Get the quiz sheet for this module from the general Assessments page. Fill it in, then submit to the online grading system before the deadline.

Discussion

No discussion assignment this week. Instead, submit project part 1.

Project

Submission of part 1 is due. Submit a link with a URL to your project repository to the project-related Discord channel.

Exercise

This exercise is a solo exercise. It’s a choose your own adventure.

Overview

You have two main options for the exercise this week:

  • Option 1: Try your hand at a bit of an exploration of some complex data type.
  • Option 2: Generate and explore synthetic data.

For either option, I expect well-documented code and lots of explanatory text in the Quarto document.

While this is an open-ended exercise and there are no specific requirements as to what you need to produce, I expect more than just a single figure or 10 lines of code. Since you are getting better each week, it should definitely be at least as comprehensive as last week’s exercise 😁.

Setup

This exercise doesn’t have an existing folder in your portfolio. Make a new folder, call it data-exercise. Copy one of the existing Quarto files into that new folder (e.g., the one called tidytuesday-exercise.qmd), rename it to data-exercise.qmd and open it (make sure you open your portfolio by clicking on your R project file, then open the Quarto file inside R Studio).

Option 1

Find some data that falls into the categories described in the Complex data types unit.
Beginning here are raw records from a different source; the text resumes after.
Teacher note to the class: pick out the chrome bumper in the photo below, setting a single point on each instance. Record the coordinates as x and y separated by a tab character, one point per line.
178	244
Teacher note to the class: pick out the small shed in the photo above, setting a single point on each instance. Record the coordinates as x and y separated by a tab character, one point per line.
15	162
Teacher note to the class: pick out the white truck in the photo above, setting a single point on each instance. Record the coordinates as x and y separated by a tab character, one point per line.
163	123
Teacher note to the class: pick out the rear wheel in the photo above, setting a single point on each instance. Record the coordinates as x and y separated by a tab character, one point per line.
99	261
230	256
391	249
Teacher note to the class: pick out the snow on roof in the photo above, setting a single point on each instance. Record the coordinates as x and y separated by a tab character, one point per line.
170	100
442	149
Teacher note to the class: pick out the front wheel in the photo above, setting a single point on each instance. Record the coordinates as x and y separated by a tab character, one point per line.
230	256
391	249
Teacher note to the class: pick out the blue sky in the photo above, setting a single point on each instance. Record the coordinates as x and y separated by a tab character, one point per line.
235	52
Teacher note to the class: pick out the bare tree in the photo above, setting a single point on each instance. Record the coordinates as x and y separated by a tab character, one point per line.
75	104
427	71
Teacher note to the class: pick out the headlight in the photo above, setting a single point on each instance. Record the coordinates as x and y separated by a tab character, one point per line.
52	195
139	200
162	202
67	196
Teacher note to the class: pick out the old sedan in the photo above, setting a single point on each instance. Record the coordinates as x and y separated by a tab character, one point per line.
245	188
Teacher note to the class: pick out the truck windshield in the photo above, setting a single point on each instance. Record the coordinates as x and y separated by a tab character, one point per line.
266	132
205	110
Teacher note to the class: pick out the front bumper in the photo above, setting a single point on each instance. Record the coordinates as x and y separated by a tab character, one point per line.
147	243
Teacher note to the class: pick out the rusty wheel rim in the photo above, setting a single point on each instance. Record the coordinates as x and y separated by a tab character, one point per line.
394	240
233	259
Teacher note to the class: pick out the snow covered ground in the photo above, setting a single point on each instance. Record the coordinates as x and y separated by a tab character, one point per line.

It could be some text or images or video or audio or any other complex data. Basically anything that’s not rectangular data with rows as observations and columns as variables.

Then look for some suitable R packages that allow you to explore the data. You don’t need to do any statistical analysis at this stage. Focus on loading the data, processing as needed, and then do some descriptive/exploratory analysis, e.g. by making plots or tables or… Basically anything that you can think of.

Option 2

Write code that generates a synthetic dataset. This dataset should have multiple variables, and there should be some associations between variables.

Then write code that explores the data by making plots or tables to confirm that your synthetic data is what you expect it to be.

Then fit a few simple models to the data. For instance, use the lm or glm functions to fit a linear or logistic model. Make sure your model can recover the associations you built into the data. Explore if and how different models might be able to capture the patterns you see.

Take some inspiration from the examples shown in the Synthetic Data module.

Wrap-up

Once you got your exercise done, you need to add it to your website. To that end, open the _quarto.yml file. In the section that says menu and lists several of your projects, add lines at a -text: and file: entry that points to your new folder/file. Be careful to have exactly the same number of empty spaces at the beginning of the line as all the other lines.

While you are in that file, if you haven’t done so, update other parts, e.g. such as the title and the github URL. See the instructions for the first exercise if you need a reminder.

Once all done, render your website to make sure everything looks ok and your new exercise shows up. Once things looks fine on your local computer, push your updates to GitHub and check that they also look ok online.

Since this will be part of your portfolio site, and you already posted a link to that previously, you don’t need to post anything, I know where to find it.